Surmar / Polmar customers include the Australian and Greek coastguards, Scottish Fisheries and British, French and US customs. Depending on the mission, the crew can vary between one or two pilots, an operator and/or an observer.
The aircraft is fitted with a Caledonian Aviation Systems mission management system, which provides a 20-track memory for its radar. Typical Surmar sensors are a Bendix (now Telephonics) RDR-1500 radar, a camera coupled to the radar, a gyro-stabilised FLIR turret and a Thales communications intelligence and electronic (COMINT) system. The Polmar has a side-looking airborne radar (SLAR) to detect oil slicks and an IR/UV line scanner to map a polluted area.
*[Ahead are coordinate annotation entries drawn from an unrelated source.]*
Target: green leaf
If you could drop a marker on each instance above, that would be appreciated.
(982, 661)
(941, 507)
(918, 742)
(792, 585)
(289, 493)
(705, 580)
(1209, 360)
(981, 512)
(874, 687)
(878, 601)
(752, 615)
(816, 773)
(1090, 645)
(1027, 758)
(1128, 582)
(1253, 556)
F406 design and construction
The F406 is a cantilever low-wing monoplane of conventional aluminium and steel construction, with retractable tricycle-type landing gear and cruciform tail section. It uses essentially the same fuselage as the Cessna 404 Titan, the wings and nose from the Cessna Conquest I – although with redesigned nacelles to accommodate the Pratt & Whitney engines – and the empennage (except for the tail) from the Conquest II.
The landing gear is designed for use at unimproved airports, and features the trailing-link concept used on the Conquest I and II.
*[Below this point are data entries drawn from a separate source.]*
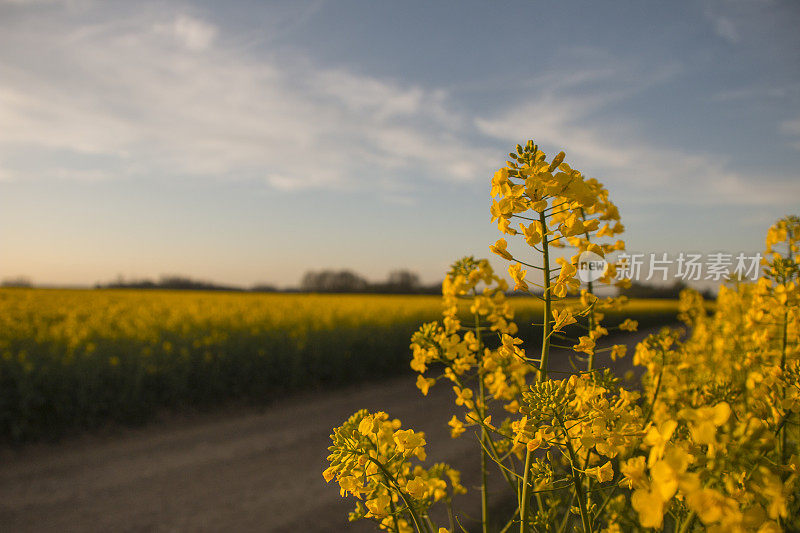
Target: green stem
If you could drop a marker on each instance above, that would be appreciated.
(783, 441)
(524, 499)
(576, 480)
(524, 502)
(590, 362)
(414, 517)
(484, 436)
The 404 Titan was itself a development of the Cessna 402, which was in production from 1976 to 1982, during which 378 were built. The Conquest II was the first turboprop designed by Cessna and was in turn a pressurised development of the 404. Its production stopped in 1986.
The F406 Caravan II features a spacious and comfortable cabin with more leg space for passengers. About 12 passengers can be accommodated in its cabin. The executive version of the F406 accommodates one or two pilots and six to seven passengers. The cabin is 5.71m long. The width and height of the cabin are 1.42m and 1.31m respectively.
The F406 is powered by two Pratt & Whitney Canada PT6A-112 reverse-flow axial-centrifugal turboprop engines flat-rated to 372kW (500shp), initially designed by Cessna. Each powerplant drives a McCauley three-bladed, reversible-pitch, fully feathering, all-metal propeller.
In terms of performance, this translates to a maximum cruise speed of 246kt (283mph)at 15,000ft, a certified ceiling of 30,000ft and a range of 1,200nm (1,380 miles). Also, climb rate is put at 1,850ft a minute, and with a maximum fuel capacity of just over 1,800l, the aircraft has an endurance of more than six hours (with 45-minute reserves), although this can be extended if necessary by another hour by fitting extra fuel tanks in the engine nacelles.
The output speed of the engine is 1,900rpm. It is 62in long and its diameter is 19in.
Although having two engines makes it more expensive to operate than similar aircraft such as the single-engine Cessna 208 Caravan, it does enable the F406 to comply with European regulations regarding commercial operations, which allow only multi-engine aircraft for commercial instrument flight. Consequently, it is certified to FAR 23 and SFAR 41 for single-pilot day and night operations, as well as VFR, IFR and flight into known icing conditions.
The F406's standard avionics system is the Honeywell Silver Crown package, which includes two communication and navigation systems, glideslope and ADF. Gold Crown avionics are optional, as are a Honeywell autopilot and the Honeywell RDR 2000 weather radar.
In addition, Reims Aviation says that since 2004 the 10,000 primary parts that make up the aircraft have been digitised under Dassault's System Catia V5 software to allow design modifications requested by customers to be carried out more quickly and at lower cost than before.